Liturgie de la Parole

Notre page « Echos de la communauté »

Nous aimerions sur cette page vous faire partager quelques échos de notre communauté, les événements que nous vivons « Au fil des jours », les témoignages de nos soeurs et ce que les différents médias (cath.ch, la RTS, KTO, VaticanNews...) partagent au sujet de nos communautés en Suisse et à Madagascar et de nos activités et services. Cliquez sur les liens pour accéder aux articles publiés.

Le temps de confinement, où l'Eucharistie n'était plus possible, nous a incitées à chercher des alternatives. C'est ainsi que l'Office du milieu s'est transformé en une « Liturgie de la Parole (accès aux textes publiés) » et cinq sœurs de la communauté se sont relayées pour commenter le texte de la liturgie du jour. Même si les célébrations ont maintenant repris, nous poursuivons cette belle expérience de partage de la Parole.

Soeur Jacqueline Loretan

Commentaire de la Parole
Jeudi de la 24e semaine t.o.

1 Timothée 4, 12-16 et Luc 7, 36-50

Quelle beauté, quelle grandeur, dans cette rencontre du Christ avec la femme pécheresse. Echange sans paroles, car chaque geste de cette femme dit son poids de repentir, de tendresse, de vénération. Et Jésus comprend tout, retient tout.
A nous aussi, il suffit de regarder, d’écouter ce récit parfait en sa forme. Vouloir le commenter, l’analyser risque presque de le défaire, de nous distraire. Et pourtant, dans sa méditation (cf. Magnificat), Eloi Leclerc sait nous toucher en parlant d’une « expérience bouleversante d’une grâce qui dépasse toute loi et précède tout mérite. »
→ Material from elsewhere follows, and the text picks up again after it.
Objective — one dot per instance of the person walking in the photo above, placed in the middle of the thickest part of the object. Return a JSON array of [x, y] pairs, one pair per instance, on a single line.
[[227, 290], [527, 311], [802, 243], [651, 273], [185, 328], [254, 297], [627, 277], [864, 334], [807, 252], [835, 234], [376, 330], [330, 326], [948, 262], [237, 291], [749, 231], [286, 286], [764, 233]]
Car bouleversement il y a. D’abord dans le fait que pour une fois, Jésus est en bonne compagnie chez un pharisien qui l’invite à sa table, alors que nous l’avons vu plus souvent manger avec les pécheurs et les publicains. Il n’y perd rien, car le monde des exclus le rejoint aussitôt dans la personne d’une femme, d’une pécheresse publique. Par sa vie de prostituée, elle a appris à ne plus se soucier de ce que disent les gens, les bienpensants. Le texte dit simplement qu’elle survint. Elle se place aux pieds de Jésus sans prévenir ni demander, créant ainsi un contraste frappant avec l’entourage des “gens bien“. Elle y va droit à son affaire, sûre de ne pas être repoussée par cet homme Jésus aux paroles vraies et libres, au regard doux mais pénétrant.
Conscient d’un certain malaise, Jésus s’adresse avec une parfaite politesse à son hôte Simon. Pour cela, il se sert comme si souvent d’une parabole, qui a plus de chance d’atteindre son but qu’un discours trop direct. Le Pharisien en tout cas comprend parfaitement l’histoire des deux débiteurs. Ceci étant acquis, Jésus peut passer à la situation concrète et très gênante de la femme aux gestes déconcertants, là à ses pieds.
Contrairement à ce que pensait son interlocuteur, Jésus non seulement sait parfaitement qui elle est, mais il la fait exister et ose la lui présenter en exemple : « Tu vois cette femme ? »
Enumérant un à un les gestes d’attention de la pécheresse, il lui fait remarquer ce qui manquait à son hospitalité : « Tu ne m’as pas versé d’eau sur les pieds, mais elle les a mouillés par ses larmes. », etc.  Elle n’est d’ailleurs déjà plus pécheresse, mais femme sauvée, pardonnée, debout et en paix, ayant montré beaucoup d’amour.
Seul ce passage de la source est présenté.